Em entrevista dez anos antes, Hergé havia dito à Numa Sadoul, que “Depois de mim, não haverá mais Tintim. Tintim é minha criação – meu sangue, meu suor, minhas entranhas.” Apesar desse desejo expresso, o principal assistente de Hergé, diante de algo como 150 páginas de esboços, desenhos e roteiros inacabados, manifestou a vontade de pelo menos acabar Alfa-Arte como um tributo ao mestre. Por algum tempo, Fanny Remi, viúva de Hergé, concordou, mas não demorou muito para ela voltar atrás e determinar que o trabalho deveria permanecer intacto. O máximo que ela autorizou foi a seleção e compilação do material em alguma ordem lógica, para publicação póstuma, gerando o 24º, mas incompleto álbum d’As Aventuras de Tintim. Apesar de existirem diversas versões finalizadas do álbum, são, todas elas, desautorizadas e não-canônicas.
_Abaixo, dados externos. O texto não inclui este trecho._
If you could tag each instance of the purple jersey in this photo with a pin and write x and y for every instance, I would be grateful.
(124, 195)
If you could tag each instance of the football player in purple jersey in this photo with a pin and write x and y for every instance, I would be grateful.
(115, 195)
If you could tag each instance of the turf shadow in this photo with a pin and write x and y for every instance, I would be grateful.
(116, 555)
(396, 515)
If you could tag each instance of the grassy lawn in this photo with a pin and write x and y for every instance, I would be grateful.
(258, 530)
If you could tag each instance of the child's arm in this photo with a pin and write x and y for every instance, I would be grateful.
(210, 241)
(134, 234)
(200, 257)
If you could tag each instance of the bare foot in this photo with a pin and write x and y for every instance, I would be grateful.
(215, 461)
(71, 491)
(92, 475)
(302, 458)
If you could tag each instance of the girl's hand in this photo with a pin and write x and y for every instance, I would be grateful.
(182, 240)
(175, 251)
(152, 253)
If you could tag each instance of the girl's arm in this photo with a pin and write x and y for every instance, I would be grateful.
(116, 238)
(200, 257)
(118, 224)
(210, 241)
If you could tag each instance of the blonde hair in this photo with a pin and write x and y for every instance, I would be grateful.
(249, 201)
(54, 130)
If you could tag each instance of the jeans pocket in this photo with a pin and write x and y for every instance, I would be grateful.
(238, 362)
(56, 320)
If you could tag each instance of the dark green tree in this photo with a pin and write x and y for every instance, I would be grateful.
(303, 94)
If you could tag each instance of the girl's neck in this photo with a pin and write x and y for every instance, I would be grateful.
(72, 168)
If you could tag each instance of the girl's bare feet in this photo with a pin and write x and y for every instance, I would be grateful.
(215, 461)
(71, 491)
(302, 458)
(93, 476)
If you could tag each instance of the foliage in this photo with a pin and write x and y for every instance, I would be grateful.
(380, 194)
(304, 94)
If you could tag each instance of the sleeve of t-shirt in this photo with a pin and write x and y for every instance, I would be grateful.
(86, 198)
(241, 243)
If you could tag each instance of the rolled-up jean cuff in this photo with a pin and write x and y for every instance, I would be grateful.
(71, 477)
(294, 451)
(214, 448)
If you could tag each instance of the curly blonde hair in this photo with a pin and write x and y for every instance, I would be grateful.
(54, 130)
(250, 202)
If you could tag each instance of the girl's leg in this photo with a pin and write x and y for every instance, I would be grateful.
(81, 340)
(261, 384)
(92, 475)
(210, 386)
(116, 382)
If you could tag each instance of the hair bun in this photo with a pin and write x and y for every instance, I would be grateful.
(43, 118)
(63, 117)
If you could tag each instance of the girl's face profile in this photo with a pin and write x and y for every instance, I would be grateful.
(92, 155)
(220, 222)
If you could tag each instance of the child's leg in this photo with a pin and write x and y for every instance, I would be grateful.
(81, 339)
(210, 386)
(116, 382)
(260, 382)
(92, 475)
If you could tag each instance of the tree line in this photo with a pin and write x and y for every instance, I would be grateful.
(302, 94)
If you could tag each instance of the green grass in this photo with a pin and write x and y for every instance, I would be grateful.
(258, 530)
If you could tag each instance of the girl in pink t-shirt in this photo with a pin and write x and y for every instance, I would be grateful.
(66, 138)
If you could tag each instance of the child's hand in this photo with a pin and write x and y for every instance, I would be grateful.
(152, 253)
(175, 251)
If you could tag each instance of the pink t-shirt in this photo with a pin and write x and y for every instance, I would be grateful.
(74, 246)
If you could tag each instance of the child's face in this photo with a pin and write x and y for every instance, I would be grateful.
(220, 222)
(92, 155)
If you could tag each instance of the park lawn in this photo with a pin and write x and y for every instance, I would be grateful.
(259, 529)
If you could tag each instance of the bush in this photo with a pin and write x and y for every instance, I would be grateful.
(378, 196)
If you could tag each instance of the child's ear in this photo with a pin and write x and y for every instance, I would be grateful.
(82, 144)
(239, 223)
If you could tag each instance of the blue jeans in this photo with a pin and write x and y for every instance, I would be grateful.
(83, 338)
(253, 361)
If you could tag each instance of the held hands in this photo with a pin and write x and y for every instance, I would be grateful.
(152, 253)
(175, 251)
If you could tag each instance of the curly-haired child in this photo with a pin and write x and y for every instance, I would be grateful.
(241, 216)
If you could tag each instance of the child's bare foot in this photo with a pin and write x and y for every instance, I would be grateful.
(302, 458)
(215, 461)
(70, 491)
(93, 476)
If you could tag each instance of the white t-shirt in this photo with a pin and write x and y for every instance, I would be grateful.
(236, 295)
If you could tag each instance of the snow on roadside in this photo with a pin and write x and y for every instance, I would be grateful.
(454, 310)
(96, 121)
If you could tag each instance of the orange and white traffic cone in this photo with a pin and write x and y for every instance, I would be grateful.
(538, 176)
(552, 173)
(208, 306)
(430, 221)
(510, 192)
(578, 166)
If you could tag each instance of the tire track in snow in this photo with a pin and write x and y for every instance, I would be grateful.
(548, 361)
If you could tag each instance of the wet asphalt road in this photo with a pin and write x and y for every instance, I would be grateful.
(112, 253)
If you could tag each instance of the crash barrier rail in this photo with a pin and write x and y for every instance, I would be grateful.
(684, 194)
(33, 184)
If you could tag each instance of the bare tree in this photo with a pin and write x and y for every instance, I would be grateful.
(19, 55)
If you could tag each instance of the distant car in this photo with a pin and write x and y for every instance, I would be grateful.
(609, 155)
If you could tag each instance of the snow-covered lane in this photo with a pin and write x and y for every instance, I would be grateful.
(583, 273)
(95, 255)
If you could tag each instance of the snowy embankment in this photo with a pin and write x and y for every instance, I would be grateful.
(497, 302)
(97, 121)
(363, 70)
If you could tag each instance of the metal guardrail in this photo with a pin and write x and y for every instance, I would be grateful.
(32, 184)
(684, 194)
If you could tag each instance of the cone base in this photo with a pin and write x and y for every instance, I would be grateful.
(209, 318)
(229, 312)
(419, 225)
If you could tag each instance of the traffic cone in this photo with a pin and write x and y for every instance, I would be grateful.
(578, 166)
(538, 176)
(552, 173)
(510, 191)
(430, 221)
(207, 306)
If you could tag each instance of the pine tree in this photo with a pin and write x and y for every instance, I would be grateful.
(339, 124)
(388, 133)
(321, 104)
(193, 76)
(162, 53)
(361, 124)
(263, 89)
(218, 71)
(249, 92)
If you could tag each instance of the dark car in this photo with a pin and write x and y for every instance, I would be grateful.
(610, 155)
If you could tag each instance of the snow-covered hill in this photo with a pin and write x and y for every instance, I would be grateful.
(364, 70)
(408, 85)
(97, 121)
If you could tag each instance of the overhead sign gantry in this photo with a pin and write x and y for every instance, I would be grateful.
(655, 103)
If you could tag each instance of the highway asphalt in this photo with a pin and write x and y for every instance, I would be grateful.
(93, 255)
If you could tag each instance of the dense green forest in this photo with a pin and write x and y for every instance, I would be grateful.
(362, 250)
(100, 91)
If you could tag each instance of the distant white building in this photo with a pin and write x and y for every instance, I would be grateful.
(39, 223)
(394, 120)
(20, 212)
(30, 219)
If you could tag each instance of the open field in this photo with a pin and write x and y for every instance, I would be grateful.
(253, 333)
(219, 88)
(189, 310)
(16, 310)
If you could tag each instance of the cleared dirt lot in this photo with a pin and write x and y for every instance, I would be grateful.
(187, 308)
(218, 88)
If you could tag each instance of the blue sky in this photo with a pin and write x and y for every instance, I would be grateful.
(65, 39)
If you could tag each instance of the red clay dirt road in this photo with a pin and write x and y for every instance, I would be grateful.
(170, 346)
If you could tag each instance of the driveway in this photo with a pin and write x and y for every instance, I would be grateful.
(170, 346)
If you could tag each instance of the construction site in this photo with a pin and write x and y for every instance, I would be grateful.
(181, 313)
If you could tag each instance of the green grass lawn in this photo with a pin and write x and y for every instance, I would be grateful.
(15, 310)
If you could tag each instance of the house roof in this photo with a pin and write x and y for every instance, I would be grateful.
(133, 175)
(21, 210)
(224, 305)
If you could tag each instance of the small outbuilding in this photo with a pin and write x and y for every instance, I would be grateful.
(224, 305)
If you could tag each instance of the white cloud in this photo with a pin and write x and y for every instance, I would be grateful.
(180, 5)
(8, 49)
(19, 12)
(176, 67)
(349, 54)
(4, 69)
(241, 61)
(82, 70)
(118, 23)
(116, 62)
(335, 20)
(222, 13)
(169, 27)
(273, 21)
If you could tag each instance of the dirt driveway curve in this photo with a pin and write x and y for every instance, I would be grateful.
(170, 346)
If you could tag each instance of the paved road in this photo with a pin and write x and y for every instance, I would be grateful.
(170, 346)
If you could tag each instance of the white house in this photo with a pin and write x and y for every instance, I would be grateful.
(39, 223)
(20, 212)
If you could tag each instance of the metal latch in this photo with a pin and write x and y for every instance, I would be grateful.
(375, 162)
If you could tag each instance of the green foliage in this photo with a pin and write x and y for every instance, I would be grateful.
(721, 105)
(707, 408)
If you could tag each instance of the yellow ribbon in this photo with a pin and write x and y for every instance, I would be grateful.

Diante de tudo isso, e por ter feito a crítica do primeiro e ainda muito “primitivo” álbum, Tintim no País dos Sovietes, eu e o verdadeiro responsável pelo Especial As Aventuras de Tintim, Luiz Santiago, decidimos que talvez eu devesse fechar os trabalhos, ainda que não seja um verdadeiro expert no personagem ou mesmo um grande apreciador, apesar de ter lido todos os álbuns. E, com isso, ficou ao meu encargo a melancólica tarefa de criticar e julgar um trabalho que existe pela metade e que foi publicado depois da morte de seu brilhante autor.

Mas assim é a vida.

Tintim e a Alfa-Arte, apesar de ser um álbum incompleto, é, como a introdução do álbum deixa clara, bem mais que um mero projeto. Em termos da arte, o que vemos é sim, talvez, o estágio inicial de desenvolvimento do trabalho, mas, em termos de roteiro, Alfa-Arte é muito avançado.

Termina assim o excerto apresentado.